Southern peas are also known as "cowpeas," because they were used as fodder for livestock.  Cowpeas originated in Africa, in Niger, and came across the pond with the slaves, who at least got some protein, and a wonderful flavor, from these types of peas.  
"Southern Caviar" is yet another endearing term for these delightful late summer harvests.   Shelling peas is a mesmerizing, almost meditative activity, easily done as you watch children playing or TV or just sit and chat with somebody on the porch.  You'll get purple fingers, but isn't that a badge of honor?  I've been freezing some, by just bringing a pot full, barely covered with water, to a boil, then draining, rinsing in cold water and bagging.  Some folks even make Purple Hull Jelly by boiling the hulls, then straining the juice and setting that with pectin.  

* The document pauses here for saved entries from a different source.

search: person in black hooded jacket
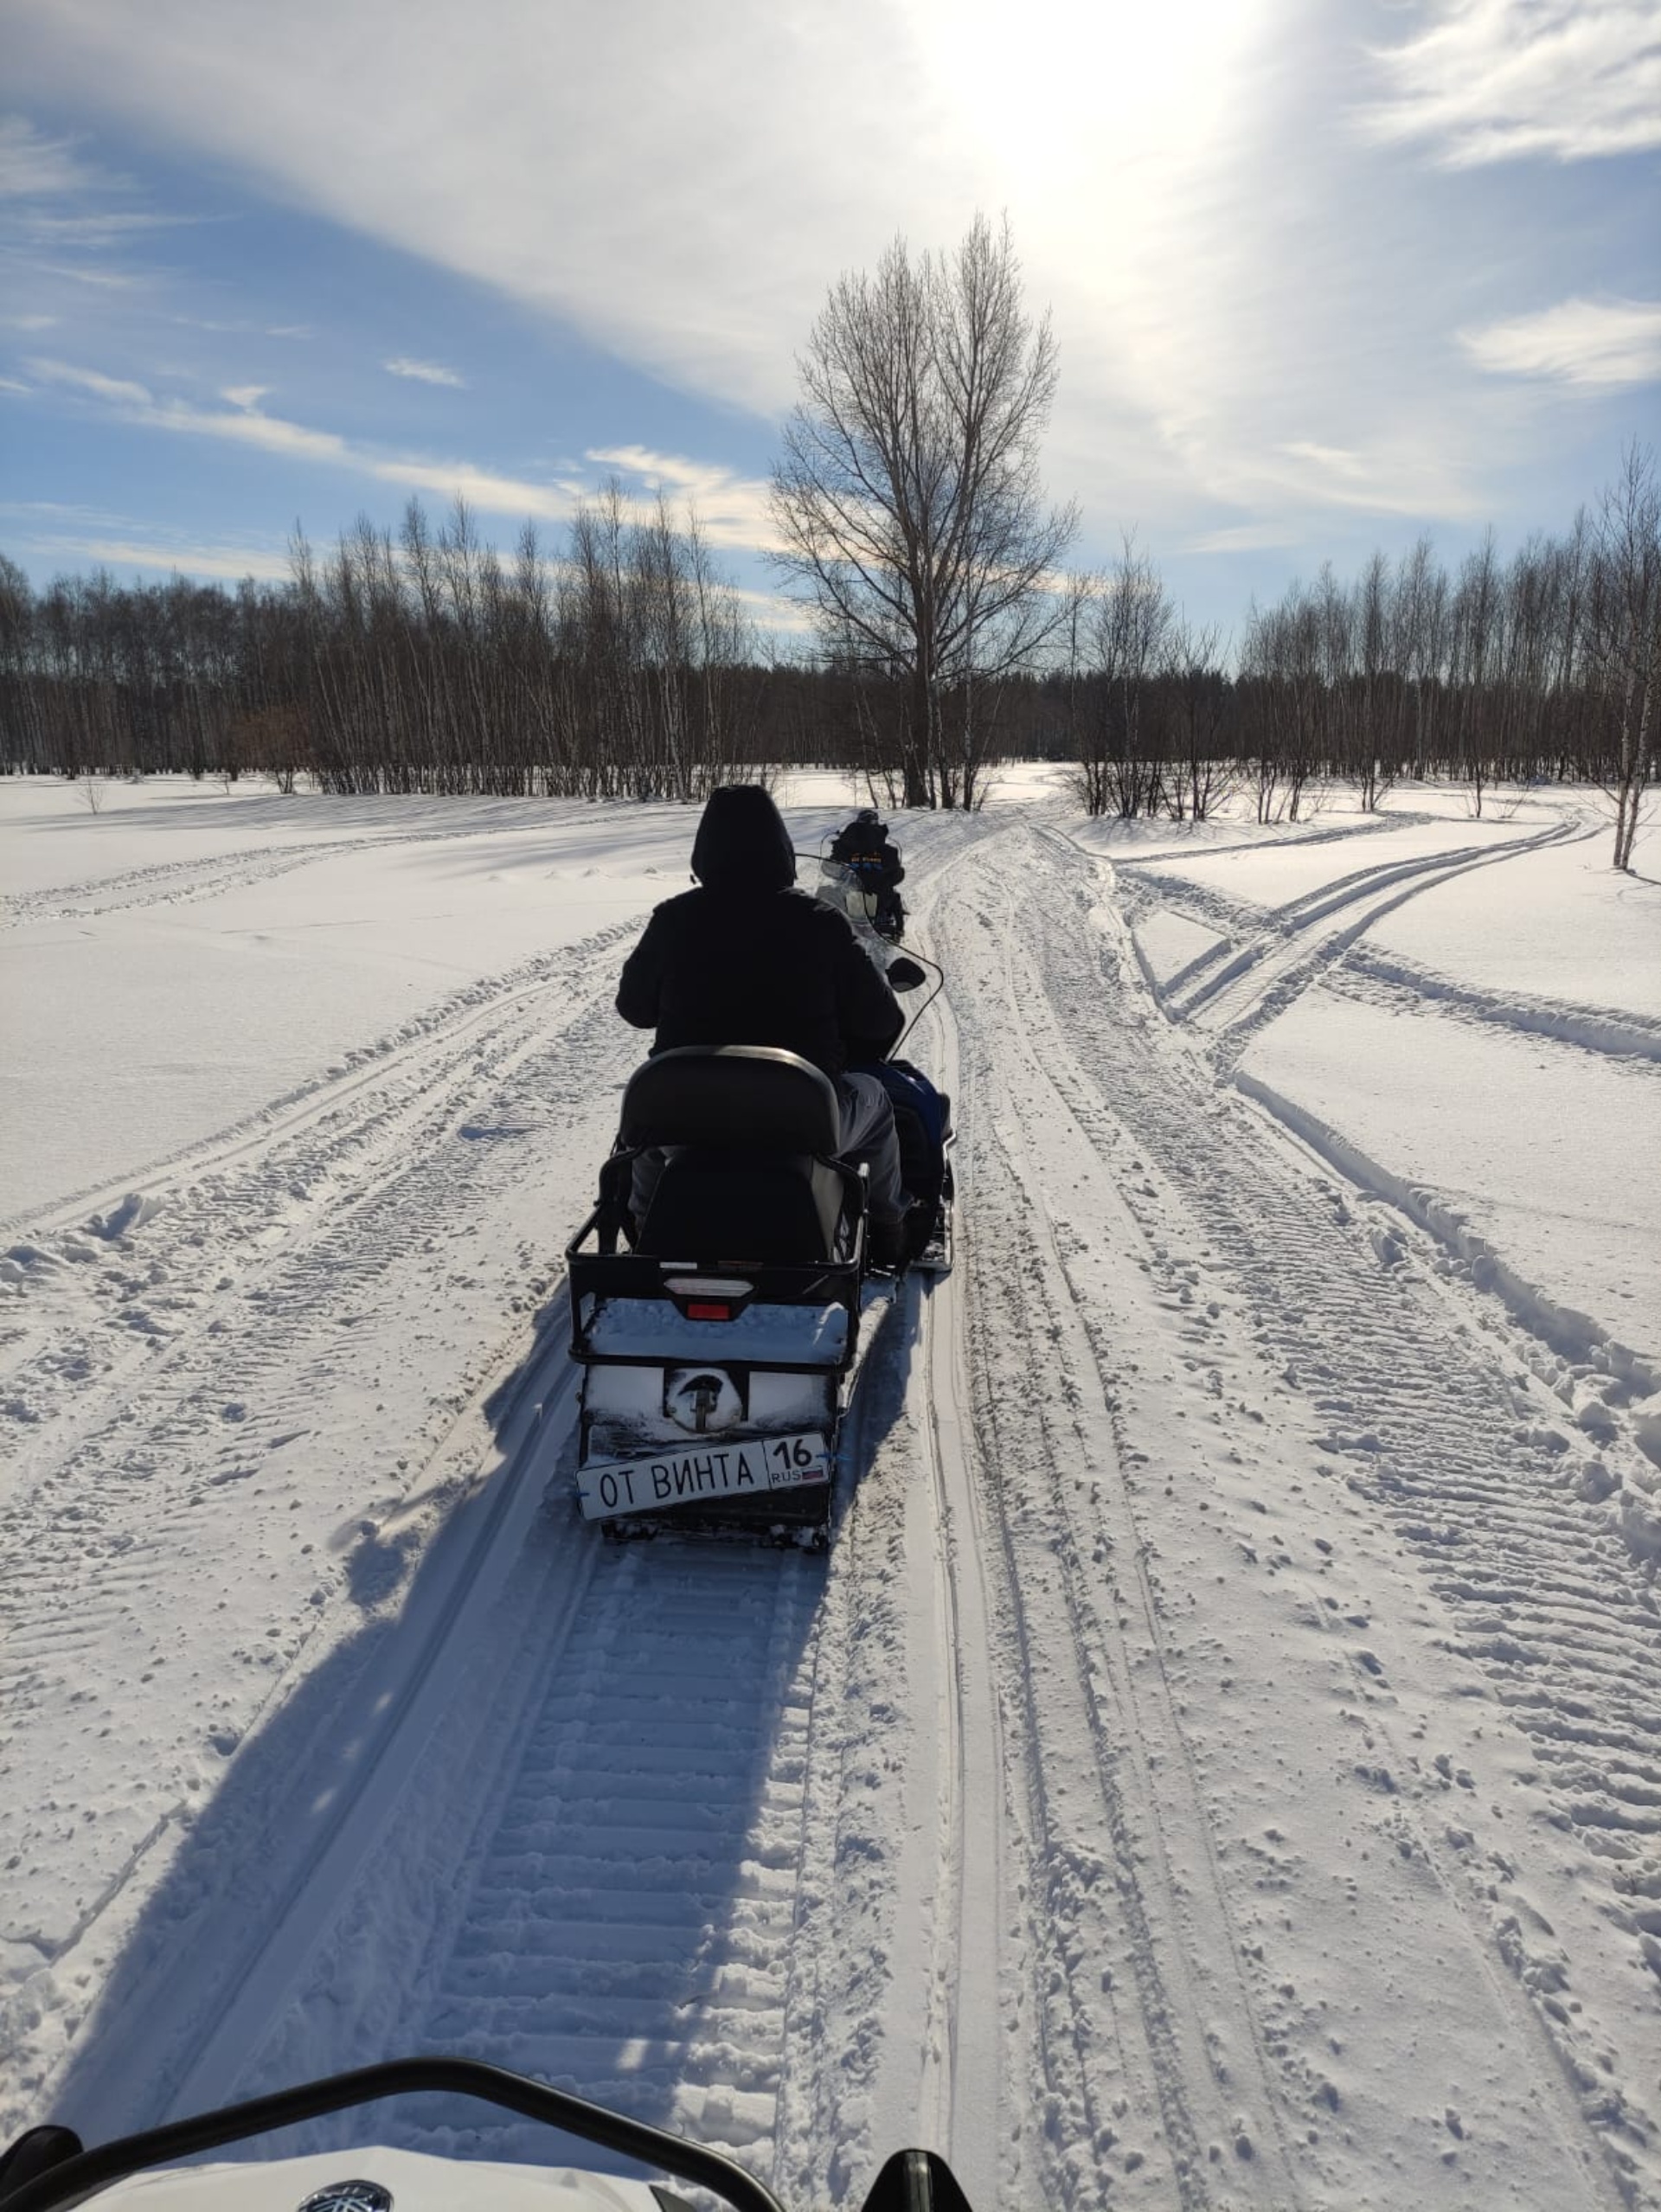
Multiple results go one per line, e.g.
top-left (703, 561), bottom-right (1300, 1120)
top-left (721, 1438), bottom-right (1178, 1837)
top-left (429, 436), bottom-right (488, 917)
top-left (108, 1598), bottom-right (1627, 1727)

Folks in Emerson Arkansas hold a Purple Hull Festival every June. How cool is that?
Perhaps this New Year's Day, we'll have pink eyes for our traditional Good Luck dinner.

I just can't seem to get enough figs this year.  They've been at the farmers markets these past few weeks, and I feel like I need to eat my fill before their short season is gone.
Drizzled with a very light honey mustard vinaigrette, served with baby lettuce and either a creamy goat cheese or slivers of hardened goat cheese, well, it's divine.
I had a few figs, maybe 8, that had gone soft on me, so I "stewed" them with some sugar and have refrigerated them, and it tastes and feels a lot like "jam."  I'll use a dollop of top of some goat cheese spread on a toasted baguette or cracker for a lovely appetizer soon.  
And I think I'll have to plant me a bush.  However, do the deer like them?  They eat everything green in my yard, and what the deer don't get, the squirrels do.
That's why I love the farmers market.  Me, a farmer's daughter without a garden.